One main topic of my research was the photodynamics of azobenzene (AB) derivatives. AB is one of the workhorses of the CRC 677 and AB-based systems were extensively studied in Prof. Hartke’s workgroup by former members, since the discovery of a bridged AB derivative (brAB) in 2009. The popularity arose from the fact that for AB a specifically optimized set of semiempirical parameters from Granucci and Persico was available, which allowed computationally low-cost calculations but with high-quality results. With their expanded version of MOPAC it was also possible to use this setup to perform surface-hopping MD calculations without much restriction in molecular size, when compared to other electronic structure methods. The MD simulations were able to replicate many experimental findings, illustrating the quality of the reparametrization. Based on this, further studies in this AB-field were performed by TR. The foundation of these works were laid by the QM/MM study on an artificial cilium. A cilium can be used for light-driven particle transport, so using AB as the photoactive motor unit seemed reasonable. Further synthetic advances from the organic chemistry workgroup of Prof. Herges at Kiel University led to a new generation of brAB derivatives.
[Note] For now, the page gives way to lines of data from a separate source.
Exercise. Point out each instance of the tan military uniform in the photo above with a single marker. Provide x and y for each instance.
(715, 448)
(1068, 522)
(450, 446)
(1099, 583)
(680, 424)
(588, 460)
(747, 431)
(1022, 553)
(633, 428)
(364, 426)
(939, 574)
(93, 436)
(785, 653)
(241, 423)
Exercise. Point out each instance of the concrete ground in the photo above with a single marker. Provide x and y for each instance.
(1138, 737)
Theses new systems, indandiazocine (ID) and diindandiazocine (DID), restrict E → Z isomerization to only one direction, which was verified by direct surface-hopping MD calculations

These new chromophores were then used in a new cilium project in two Bachelor theses: The first to update the cilia with the two new motor units and the second to use these new systems for actual particle transport and surface interaction simulations.

The second main topic of my research was the excited-state intramolecular proton transfer (ESIPT).
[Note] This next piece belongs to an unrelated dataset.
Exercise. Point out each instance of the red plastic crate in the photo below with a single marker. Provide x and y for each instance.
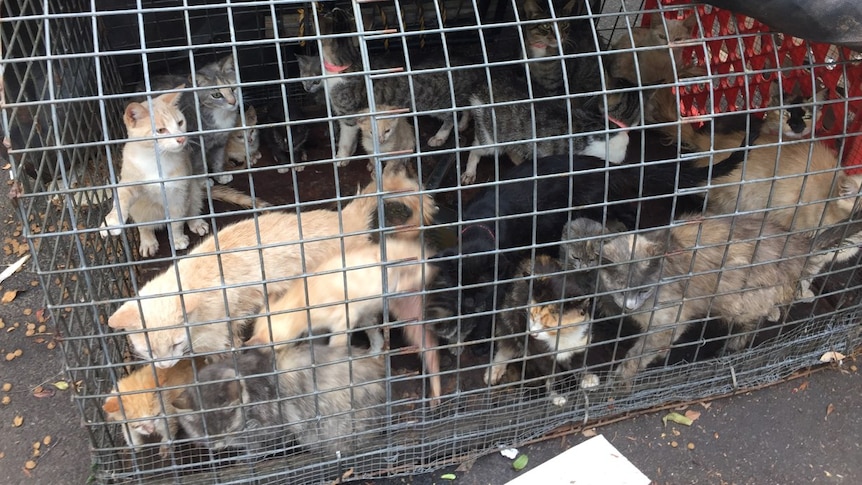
(745, 56)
ESIPT-switching is a new project within the CRC677 joining organic, physical and theoretical chemists. The primary aim for the theoretical part was to establish a computational setup that allows to study the ESIPT processes by means of MD, for the long-term goal of predicting optimally designed new ESIPT systems for subsequent synthesis and analysis. Salicylic acid (SAc) and its derivatives are relatively simple systems, only showing the proton transfer in the excited state followed by relaxation to the ground state via a conical intersection. This behavior was already predicted by static calculations of SAc. In my thesis I have presented a publication on the first full-dimensional MD simulation of the ESIPT process of SAc.

Due to the number of parameters and their interdependency, optimization and tuning parameters of semiempirical quantumchemical methods by hand is not possible. For this, algorithms for such multi-dimensional problems need to be employed. In contrast to, e.g., geometry optimizations, the gradients of the parameter space are not known, therefore only numerical optimizations2 can be used. Such methods do not need any prior information about the parameter space and can be used for basically any optimization task. One example would be the simplex/simulated annealing (SIMPSA) algorithm, which was used for the azobenzene-specific parameter optimization.

In my thesis I used a different type of method, namely particle swarm optimization (PSO). In a PSO, as the name suggest, a swarm of individual particles is propagated on an n-dimensional surface to find its global minimum. The height of the surface is given by a function, which evaluates the “fitness” of a particle at its coordinates on the surface. Since no information about the surface is available at the start of the propagation, no gradient can be followed towards a minimum. Therefore, the driving-force of the particle is communication and memorization. A particle is able to remember its own position at lowest height – best fitness – and can exchange this information with particles in the vicinity – “neighborhood”. With this information – and some random perturbation – the particle will move along a vector that is a sum of the vectors towards its own and the best known fitness of the neighborhood.

Because PSO is a non-deterministic global optimization method the chance of finding the “best solution” in a given problem space is never 100% within a finite number of iterations. Rigorously increasing the iteration number can help but is usually not an option i) because of the computational cost per fitness evaluation (see below) and ii) because there is no guarantee that every iteration reaches points in the problem space that were never accessed before. Thus, covering the complete problem space is not feasible with non-deterministic methods. The only resort is to start many optimization runs with varying initial conditions and to see if they show a tendency to converge to the same solution. In contrast, deterministic optimization algorithms will always find the best possible solution, but are only feasible for a small number of dimensions due to an exponential scaling in computational effort.

The PSO as presented in my thesis was written in Perl, mainly because of the reason it is my language of choice when it comes to automation on the computer. However, any other programming/scripting language may be suited for the PSO. This is because the computational demand of the algorithm itself is relatively low. The core of the PSO algorithm just performs some vector additions, so there is no need to employ an object-oriented or close-to- hardware-level language.